Drugs such as pentobarbitone, paraldehyde, and isoflurane have been used to treat status epilepticus with variable degrees of success. Pentobarbitone, which is commonly used in the treatment of the condition, is a general anaesthetic and its use is frequently accompanied by myocardial depression and hypotension.1 As it is a respiratory depressant, its use at high dose for the control of seizures often has to be accompanied by endotracheal intubation and mechanical ventilation. Paraldehyde, which is no longer recommended,22 has serious side effects such as pulmonary haemorrhage, pulmonary oedema, and renal and liver toxicity. Isoflurane, an inhalational general anaesthetic agent, although effective in controlling refractory seizures, produces considerable respiratory depression and muscle relaxation, often warranting endotracheal intubation and mechanical ventilation.23
Ghilain and coworkers found a 15% rate of occurrence of mild hypotension and a 10% frequency of bradycardia when 0.2 mg/kg midazolam was given intramuscularly to adult patients with seizures.24 Two children in our series developed transient mild hypoxia. As the oxygen saturation fell to 90%, the children needed oxygen by mask for two hours. Without any further intervention the oxygen saturation returned to normal. The vital parameters of the remaining 18 children were well within normal limits. No child had to be intubated or mechanically ventilated, and there were no electrolyte abnormalities.
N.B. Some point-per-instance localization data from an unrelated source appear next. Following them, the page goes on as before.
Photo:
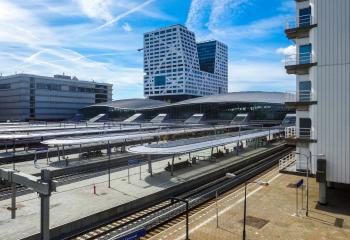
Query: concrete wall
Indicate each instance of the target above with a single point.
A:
(331, 80)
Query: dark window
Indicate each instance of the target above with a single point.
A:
(304, 91)
(305, 54)
(159, 80)
(305, 17)
(305, 127)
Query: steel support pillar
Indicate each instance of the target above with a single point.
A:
(172, 165)
(13, 200)
(109, 164)
(45, 217)
(45, 207)
(150, 165)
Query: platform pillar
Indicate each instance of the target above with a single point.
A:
(13, 200)
(172, 165)
(45, 207)
(150, 165)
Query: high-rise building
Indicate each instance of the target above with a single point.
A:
(321, 34)
(177, 68)
(33, 97)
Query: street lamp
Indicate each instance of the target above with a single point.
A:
(187, 209)
(262, 183)
(308, 159)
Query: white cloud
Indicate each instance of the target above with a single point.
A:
(98, 9)
(197, 13)
(223, 11)
(127, 27)
(124, 14)
(253, 75)
(290, 50)
(19, 26)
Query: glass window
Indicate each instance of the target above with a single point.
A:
(305, 54)
(305, 127)
(304, 90)
(159, 80)
(305, 17)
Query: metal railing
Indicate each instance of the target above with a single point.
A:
(300, 96)
(304, 133)
(286, 161)
(297, 59)
(304, 95)
(300, 21)
(293, 132)
(290, 132)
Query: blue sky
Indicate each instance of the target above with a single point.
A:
(98, 39)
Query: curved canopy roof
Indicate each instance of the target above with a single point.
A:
(239, 97)
(234, 97)
(197, 145)
(132, 104)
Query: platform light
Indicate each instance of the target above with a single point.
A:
(230, 175)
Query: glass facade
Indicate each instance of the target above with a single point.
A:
(305, 54)
(206, 56)
(305, 17)
(305, 91)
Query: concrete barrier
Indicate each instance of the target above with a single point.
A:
(67, 230)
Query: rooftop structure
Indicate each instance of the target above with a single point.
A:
(32, 97)
(321, 34)
(178, 68)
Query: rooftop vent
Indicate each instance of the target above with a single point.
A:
(62, 76)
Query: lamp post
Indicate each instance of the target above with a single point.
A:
(308, 159)
(187, 208)
(263, 183)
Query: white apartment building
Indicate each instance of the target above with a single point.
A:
(177, 68)
(321, 34)
(31, 97)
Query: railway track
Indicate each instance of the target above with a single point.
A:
(79, 175)
(166, 214)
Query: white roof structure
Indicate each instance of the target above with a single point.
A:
(70, 132)
(197, 146)
(129, 136)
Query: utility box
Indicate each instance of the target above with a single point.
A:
(321, 174)
(321, 178)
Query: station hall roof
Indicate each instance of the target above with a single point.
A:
(132, 104)
(233, 97)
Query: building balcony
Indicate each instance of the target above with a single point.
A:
(297, 136)
(301, 101)
(299, 63)
(300, 27)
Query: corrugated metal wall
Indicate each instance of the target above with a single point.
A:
(331, 81)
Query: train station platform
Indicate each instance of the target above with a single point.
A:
(77, 200)
(270, 214)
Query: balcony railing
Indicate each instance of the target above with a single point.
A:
(304, 133)
(302, 21)
(299, 59)
(293, 132)
(305, 96)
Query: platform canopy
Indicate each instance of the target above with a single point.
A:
(193, 145)
(70, 132)
(129, 136)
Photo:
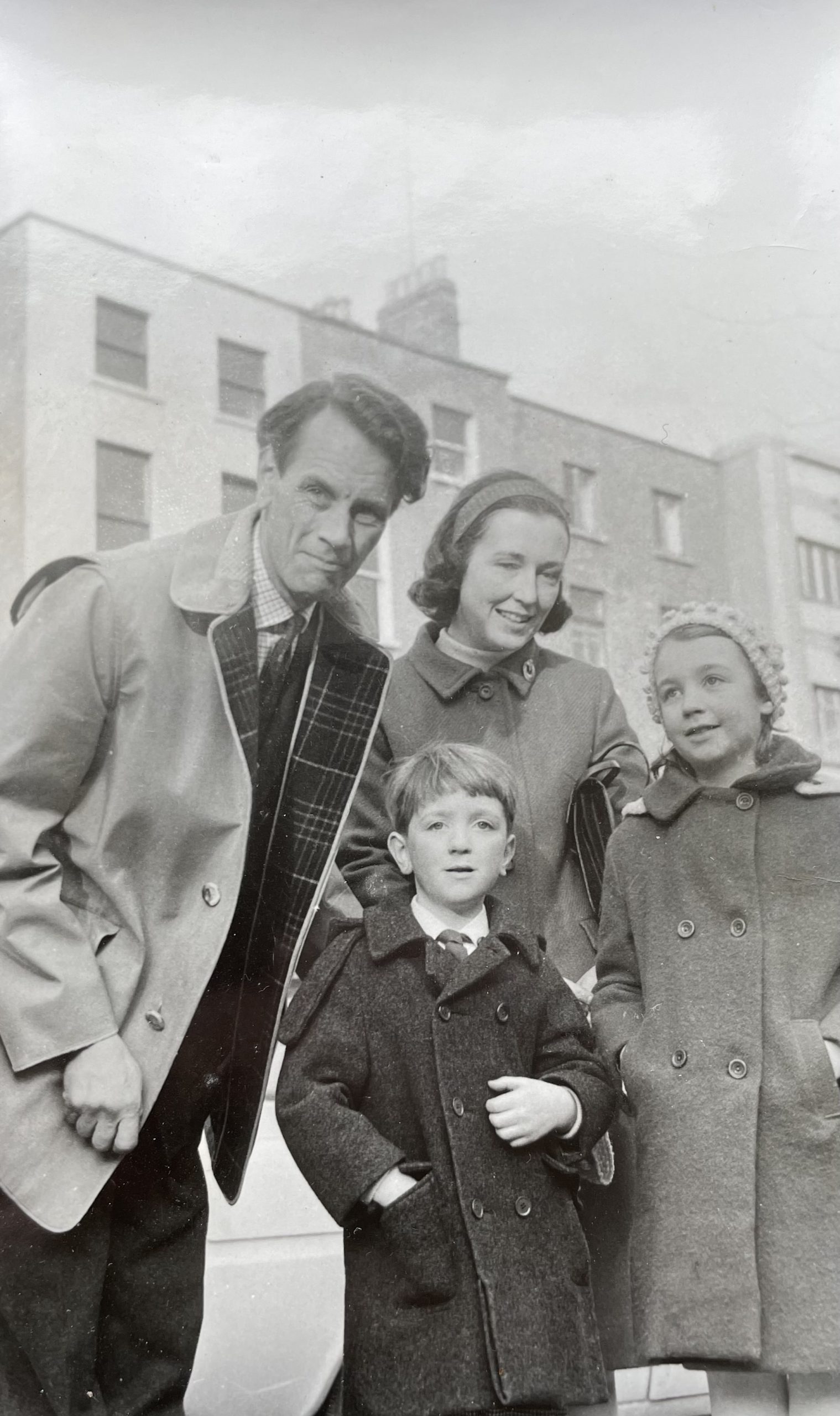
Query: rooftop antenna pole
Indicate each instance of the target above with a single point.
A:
(409, 178)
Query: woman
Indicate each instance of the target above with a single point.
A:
(475, 673)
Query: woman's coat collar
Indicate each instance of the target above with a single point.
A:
(448, 676)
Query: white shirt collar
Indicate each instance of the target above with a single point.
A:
(431, 924)
(269, 606)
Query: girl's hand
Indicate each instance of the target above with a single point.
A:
(526, 1109)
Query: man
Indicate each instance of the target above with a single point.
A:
(182, 730)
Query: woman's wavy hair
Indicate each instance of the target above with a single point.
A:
(438, 590)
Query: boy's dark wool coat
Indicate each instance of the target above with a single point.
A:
(471, 1292)
(720, 970)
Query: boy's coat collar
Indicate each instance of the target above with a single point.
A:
(392, 926)
(790, 768)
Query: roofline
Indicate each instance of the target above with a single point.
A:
(244, 289)
(611, 428)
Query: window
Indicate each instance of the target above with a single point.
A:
(450, 445)
(819, 572)
(586, 633)
(580, 497)
(122, 496)
(828, 704)
(237, 492)
(667, 523)
(241, 380)
(121, 343)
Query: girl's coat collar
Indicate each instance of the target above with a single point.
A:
(790, 768)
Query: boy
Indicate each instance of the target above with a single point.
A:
(441, 1091)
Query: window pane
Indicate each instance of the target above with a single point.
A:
(586, 603)
(121, 326)
(241, 366)
(448, 425)
(121, 483)
(237, 492)
(450, 462)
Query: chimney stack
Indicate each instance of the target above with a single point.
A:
(421, 309)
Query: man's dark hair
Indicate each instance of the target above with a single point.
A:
(382, 417)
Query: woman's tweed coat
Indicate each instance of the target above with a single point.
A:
(549, 719)
(720, 972)
(469, 1293)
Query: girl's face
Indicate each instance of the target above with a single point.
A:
(512, 580)
(712, 710)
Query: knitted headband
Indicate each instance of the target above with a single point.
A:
(485, 497)
(763, 653)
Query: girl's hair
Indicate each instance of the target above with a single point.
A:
(763, 748)
(442, 768)
(438, 591)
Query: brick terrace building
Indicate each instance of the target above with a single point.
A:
(129, 391)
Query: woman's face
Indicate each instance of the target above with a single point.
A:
(512, 580)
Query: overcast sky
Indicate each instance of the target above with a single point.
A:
(639, 200)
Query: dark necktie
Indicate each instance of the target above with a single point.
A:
(455, 942)
(275, 660)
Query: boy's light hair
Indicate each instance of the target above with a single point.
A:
(442, 768)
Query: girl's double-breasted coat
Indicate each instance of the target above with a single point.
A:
(720, 977)
(472, 1290)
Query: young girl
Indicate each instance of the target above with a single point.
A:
(720, 997)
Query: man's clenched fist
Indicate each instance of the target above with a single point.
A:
(104, 1095)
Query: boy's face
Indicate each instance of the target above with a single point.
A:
(710, 707)
(457, 847)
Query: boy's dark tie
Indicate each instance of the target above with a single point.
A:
(455, 942)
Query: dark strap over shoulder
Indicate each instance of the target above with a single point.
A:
(319, 980)
(37, 582)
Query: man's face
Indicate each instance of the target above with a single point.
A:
(326, 512)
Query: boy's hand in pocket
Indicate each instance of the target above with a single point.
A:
(526, 1109)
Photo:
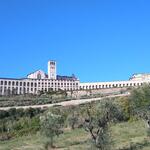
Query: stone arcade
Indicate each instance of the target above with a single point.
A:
(40, 81)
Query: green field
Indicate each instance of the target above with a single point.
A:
(124, 135)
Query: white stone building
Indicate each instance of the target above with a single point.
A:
(40, 81)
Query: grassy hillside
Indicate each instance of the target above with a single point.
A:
(124, 136)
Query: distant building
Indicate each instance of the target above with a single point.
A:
(40, 81)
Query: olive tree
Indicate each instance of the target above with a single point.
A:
(98, 120)
(51, 126)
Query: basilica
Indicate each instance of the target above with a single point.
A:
(40, 81)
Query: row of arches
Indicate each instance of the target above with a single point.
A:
(109, 85)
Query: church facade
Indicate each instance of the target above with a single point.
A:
(40, 81)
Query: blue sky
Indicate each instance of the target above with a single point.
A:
(97, 40)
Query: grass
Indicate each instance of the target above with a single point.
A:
(124, 135)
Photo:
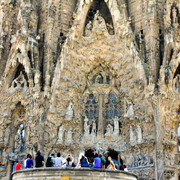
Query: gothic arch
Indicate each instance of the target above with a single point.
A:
(19, 74)
(84, 7)
(101, 7)
(177, 72)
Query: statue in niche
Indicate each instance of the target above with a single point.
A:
(3, 158)
(109, 130)
(99, 79)
(151, 6)
(147, 160)
(139, 134)
(93, 128)
(133, 161)
(132, 136)
(174, 16)
(177, 82)
(19, 82)
(86, 126)
(110, 29)
(27, 18)
(69, 136)
(19, 139)
(69, 112)
(52, 11)
(88, 29)
(61, 131)
(139, 159)
(130, 111)
(116, 125)
(99, 21)
(168, 159)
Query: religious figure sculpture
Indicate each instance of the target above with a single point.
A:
(116, 125)
(69, 112)
(19, 82)
(88, 29)
(86, 126)
(139, 134)
(132, 136)
(61, 131)
(19, 139)
(27, 18)
(147, 160)
(130, 111)
(109, 130)
(174, 16)
(93, 128)
(139, 159)
(69, 136)
(132, 161)
(99, 22)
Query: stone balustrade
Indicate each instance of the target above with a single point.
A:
(72, 173)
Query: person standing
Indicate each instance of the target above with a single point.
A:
(29, 162)
(97, 162)
(58, 160)
(111, 165)
(39, 160)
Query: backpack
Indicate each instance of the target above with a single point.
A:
(49, 162)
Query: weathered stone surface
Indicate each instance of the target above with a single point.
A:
(72, 173)
(97, 75)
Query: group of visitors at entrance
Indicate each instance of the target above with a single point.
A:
(97, 161)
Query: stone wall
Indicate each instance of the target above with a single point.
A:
(96, 75)
(72, 173)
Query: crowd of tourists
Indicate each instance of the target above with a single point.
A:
(97, 161)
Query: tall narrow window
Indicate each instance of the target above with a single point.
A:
(91, 108)
(111, 107)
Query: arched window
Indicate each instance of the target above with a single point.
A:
(179, 130)
(101, 6)
(20, 78)
(91, 108)
(111, 107)
(102, 107)
(19, 139)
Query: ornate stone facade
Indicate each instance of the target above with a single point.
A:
(91, 74)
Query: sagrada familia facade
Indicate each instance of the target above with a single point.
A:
(91, 76)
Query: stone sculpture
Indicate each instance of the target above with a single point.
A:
(109, 130)
(116, 125)
(61, 132)
(86, 126)
(19, 82)
(130, 111)
(69, 112)
(139, 134)
(88, 29)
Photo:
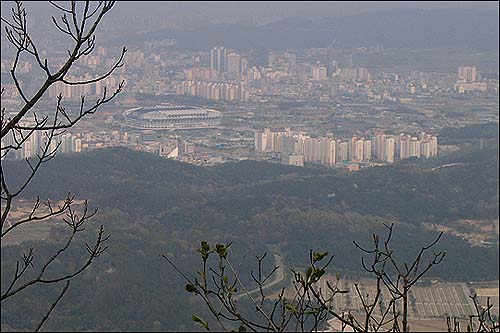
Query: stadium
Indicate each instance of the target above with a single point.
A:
(172, 117)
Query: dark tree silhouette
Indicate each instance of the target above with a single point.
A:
(79, 22)
(309, 302)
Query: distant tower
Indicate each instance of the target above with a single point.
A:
(218, 59)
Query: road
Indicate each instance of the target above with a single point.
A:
(279, 276)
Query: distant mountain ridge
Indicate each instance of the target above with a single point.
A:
(396, 28)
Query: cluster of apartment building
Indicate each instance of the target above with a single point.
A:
(297, 148)
(467, 80)
(220, 91)
(35, 143)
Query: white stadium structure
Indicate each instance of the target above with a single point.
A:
(172, 117)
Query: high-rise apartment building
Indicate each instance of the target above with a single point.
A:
(218, 57)
(389, 149)
(467, 73)
(233, 64)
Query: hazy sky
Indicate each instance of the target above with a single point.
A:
(246, 9)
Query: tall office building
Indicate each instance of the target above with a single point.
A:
(218, 57)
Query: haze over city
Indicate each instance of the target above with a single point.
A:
(242, 156)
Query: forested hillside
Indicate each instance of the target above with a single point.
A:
(151, 206)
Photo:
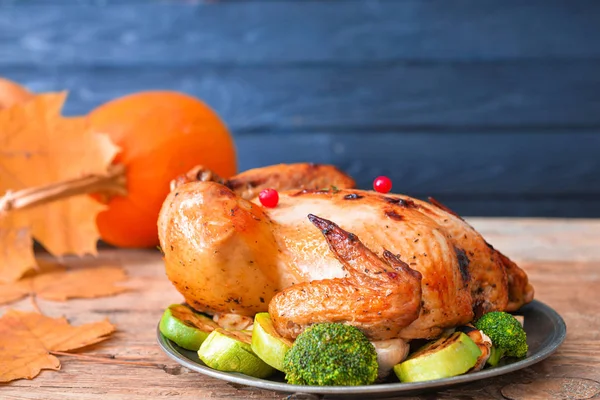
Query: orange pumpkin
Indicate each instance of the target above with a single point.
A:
(12, 93)
(161, 134)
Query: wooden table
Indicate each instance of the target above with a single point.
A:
(562, 258)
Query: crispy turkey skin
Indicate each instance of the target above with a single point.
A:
(391, 265)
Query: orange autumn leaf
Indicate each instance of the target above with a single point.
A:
(27, 341)
(55, 282)
(38, 146)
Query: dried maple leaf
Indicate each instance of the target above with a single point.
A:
(37, 147)
(27, 341)
(55, 282)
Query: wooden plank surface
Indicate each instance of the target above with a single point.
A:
(510, 173)
(480, 96)
(562, 258)
(174, 33)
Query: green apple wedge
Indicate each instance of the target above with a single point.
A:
(448, 356)
(185, 327)
(230, 351)
(267, 343)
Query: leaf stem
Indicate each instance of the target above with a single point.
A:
(106, 359)
(111, 183)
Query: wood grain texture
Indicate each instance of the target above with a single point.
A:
(509, 173)
(493, 106)
(429, 96)
(280, 32)
(561, 257)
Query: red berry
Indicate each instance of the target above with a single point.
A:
(382, 184)
(269, 198)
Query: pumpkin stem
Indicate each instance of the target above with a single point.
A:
(111, 183)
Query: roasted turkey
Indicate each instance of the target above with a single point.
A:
(391, 265)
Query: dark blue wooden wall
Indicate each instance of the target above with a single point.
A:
(491, 106)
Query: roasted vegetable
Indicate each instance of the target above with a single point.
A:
(331, 354)
(507, 335)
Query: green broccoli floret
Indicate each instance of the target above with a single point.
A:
(507, 335)
(331, 354)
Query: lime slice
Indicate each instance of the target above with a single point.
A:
(448, 356)
(267, 343)
(185, 327)
(230, 351)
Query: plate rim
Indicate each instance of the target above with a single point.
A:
(556, 338)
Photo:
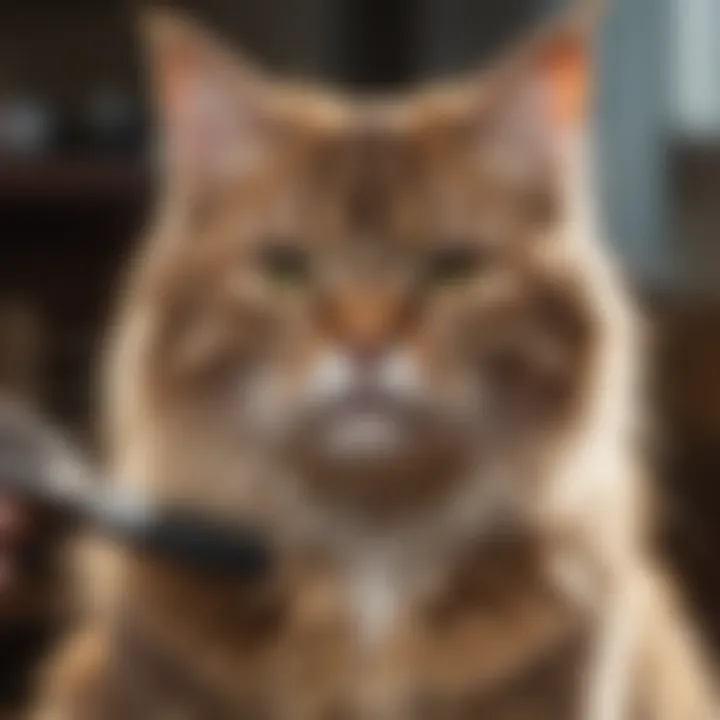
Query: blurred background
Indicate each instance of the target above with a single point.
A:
(75, 187)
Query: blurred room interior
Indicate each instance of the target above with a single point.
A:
(75, 185)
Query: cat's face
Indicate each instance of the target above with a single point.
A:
(371, 292)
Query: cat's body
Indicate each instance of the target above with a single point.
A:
(385, 333)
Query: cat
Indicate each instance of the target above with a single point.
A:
(385, 331)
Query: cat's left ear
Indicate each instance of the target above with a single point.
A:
(540, 94)
(210, 103)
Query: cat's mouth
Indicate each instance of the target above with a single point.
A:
(365, 425)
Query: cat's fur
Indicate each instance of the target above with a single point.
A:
(435, 422)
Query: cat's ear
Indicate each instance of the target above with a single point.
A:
(208, 102)
(540, 94)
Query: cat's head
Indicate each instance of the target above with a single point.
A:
(381, 293)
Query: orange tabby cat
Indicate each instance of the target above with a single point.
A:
(384, 331)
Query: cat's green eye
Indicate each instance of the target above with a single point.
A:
(285, 264)
(454, 265)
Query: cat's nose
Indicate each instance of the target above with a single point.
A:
(366, 323)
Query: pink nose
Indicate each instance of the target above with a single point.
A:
(366, 321)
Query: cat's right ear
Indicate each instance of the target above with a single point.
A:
(209, 103)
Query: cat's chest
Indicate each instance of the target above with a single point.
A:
(488, 647)
(495, 643)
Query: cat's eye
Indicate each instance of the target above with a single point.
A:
(455, 264)
(285, 263)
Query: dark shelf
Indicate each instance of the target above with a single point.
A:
(55, 180)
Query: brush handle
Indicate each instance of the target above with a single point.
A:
(172, 535)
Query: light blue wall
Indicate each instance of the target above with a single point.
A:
(632, 134)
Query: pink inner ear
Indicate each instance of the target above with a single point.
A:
(210, 126)
(567, 67)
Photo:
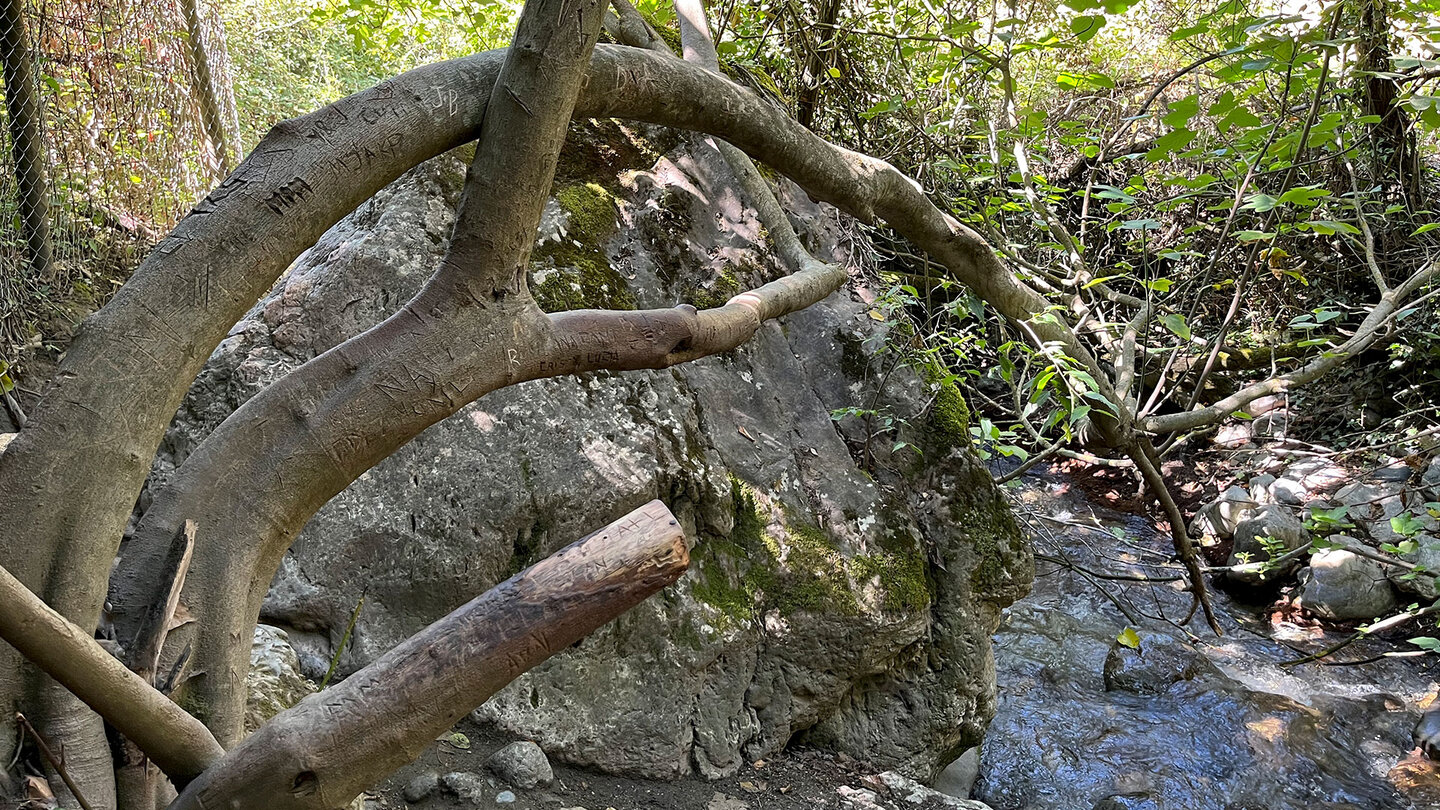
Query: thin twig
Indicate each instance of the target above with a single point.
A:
(55, 761)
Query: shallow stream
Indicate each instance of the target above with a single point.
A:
(1191, 721)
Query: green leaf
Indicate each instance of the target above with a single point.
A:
(1308, 196)
(1086, 26)
(1174, 140)
(1141, 225)
(1175, 323)
(1181, 111)
(1328, 227)
(1260, 202)
(1406, 525)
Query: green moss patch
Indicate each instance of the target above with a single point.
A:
(575, 273)
(804, 570)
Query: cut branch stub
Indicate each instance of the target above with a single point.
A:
(143, 650)
(334, 744)
(174, 740)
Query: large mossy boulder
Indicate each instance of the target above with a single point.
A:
(840, 593)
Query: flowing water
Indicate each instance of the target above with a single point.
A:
(1188, 721)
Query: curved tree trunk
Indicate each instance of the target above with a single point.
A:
(72, 474)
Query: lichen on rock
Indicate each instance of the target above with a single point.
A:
(828, 600)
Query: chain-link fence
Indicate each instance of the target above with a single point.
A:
(117, 117)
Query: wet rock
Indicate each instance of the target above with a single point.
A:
(858, 799)
(468, 787)
(274, 682)
(1152, 668)
(1267, 489)
(421, 787)
(1221, 516)
(1233, 435)
(1315, 474)
(522, 764)
(1430, 477)
(1344, 585)
(847, 607)
(1273, 523)
(909, 793)
(958, 779)
(1128, 802)
(1364, 497)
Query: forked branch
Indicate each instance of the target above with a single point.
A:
(321, 753)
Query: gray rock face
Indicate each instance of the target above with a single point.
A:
(1344, 585)
(274, 682)
(1221, 516)
(851, 606)
(1424, 555)
(1269, 523)
(468, 787)
(909, 793)
(522, 764)
(421, 787)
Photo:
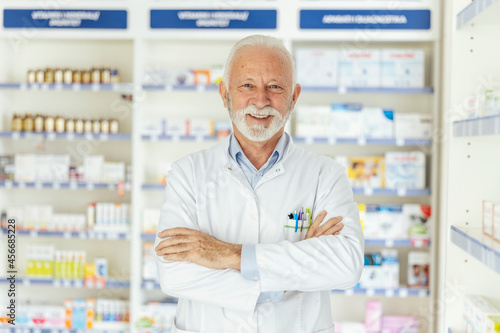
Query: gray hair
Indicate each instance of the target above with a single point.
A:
(258, 40)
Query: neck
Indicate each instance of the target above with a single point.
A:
(257, 152)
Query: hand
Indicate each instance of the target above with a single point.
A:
(330, 227)
(197, 247)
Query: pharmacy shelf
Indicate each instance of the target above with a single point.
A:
(363, 141)
(92, 234)
(396, 242)
(21, 329)
(67, 87)
(67, 283)
(387, 292)
(392, 192)
(481, 247)
(56, 186)
(370, 90)
(477, 127)
(483, 12)
(357, 191)
(177, 138)
(166, 87)
(66, 136)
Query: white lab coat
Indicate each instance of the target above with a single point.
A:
(209, 192)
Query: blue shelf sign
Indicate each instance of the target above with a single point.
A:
(212, 19)
(65, 19)
(365, 19)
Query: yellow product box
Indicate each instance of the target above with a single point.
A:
(366, 172)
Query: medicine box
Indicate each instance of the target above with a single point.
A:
(366, 171)
(346, 120)
(488, 218)
(359, 68)
(317, 67)
(418, 269)
(496, 222)
(405, 170)
(412, 126)
(377, 123)
(313, 121)
(403, 68)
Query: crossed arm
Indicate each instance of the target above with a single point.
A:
(195, 246)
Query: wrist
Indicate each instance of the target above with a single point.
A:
(235, 256)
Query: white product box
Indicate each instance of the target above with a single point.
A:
(93, 168)
(418, 269)
(312, 121)
(113, 172)
(176, 127)
(346, 120)
(390, 268)
(43, 166)
(359, 68)
(405, 170)
(412, 126)
(403, 68)
(491, 103)
(377, 123)
(60, 168)
(488, 218)
(478, 309)
(317, 67)
(152, 126)
(416, 221)
(25, 167)
(496, 222)
(200, 127)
The results of our study using midazolam at 1–5 μg/kg/min as a constant intravenous infusion after a bolus dose of 0.15 mg/kg, substantiate the suggestion that midazolam infusion is an effective and safe therapeutic approach for the management of childhood status epilepticus including the refractory condition. It can be used alone in status epilepticus resulting from drug default. In addition, the dose of midazolam can be conveniently titrated to the requirement of each child. Adverse effects such as respiratory depression are not seen when the drug is given alone or with phenytoin. Midazolam also has the pharmacokinetic advantage over other commonly used drugs in having a shorter duration of action. We suggest that midazolam should be the drug of choice for treatment of childhood status epilepticus.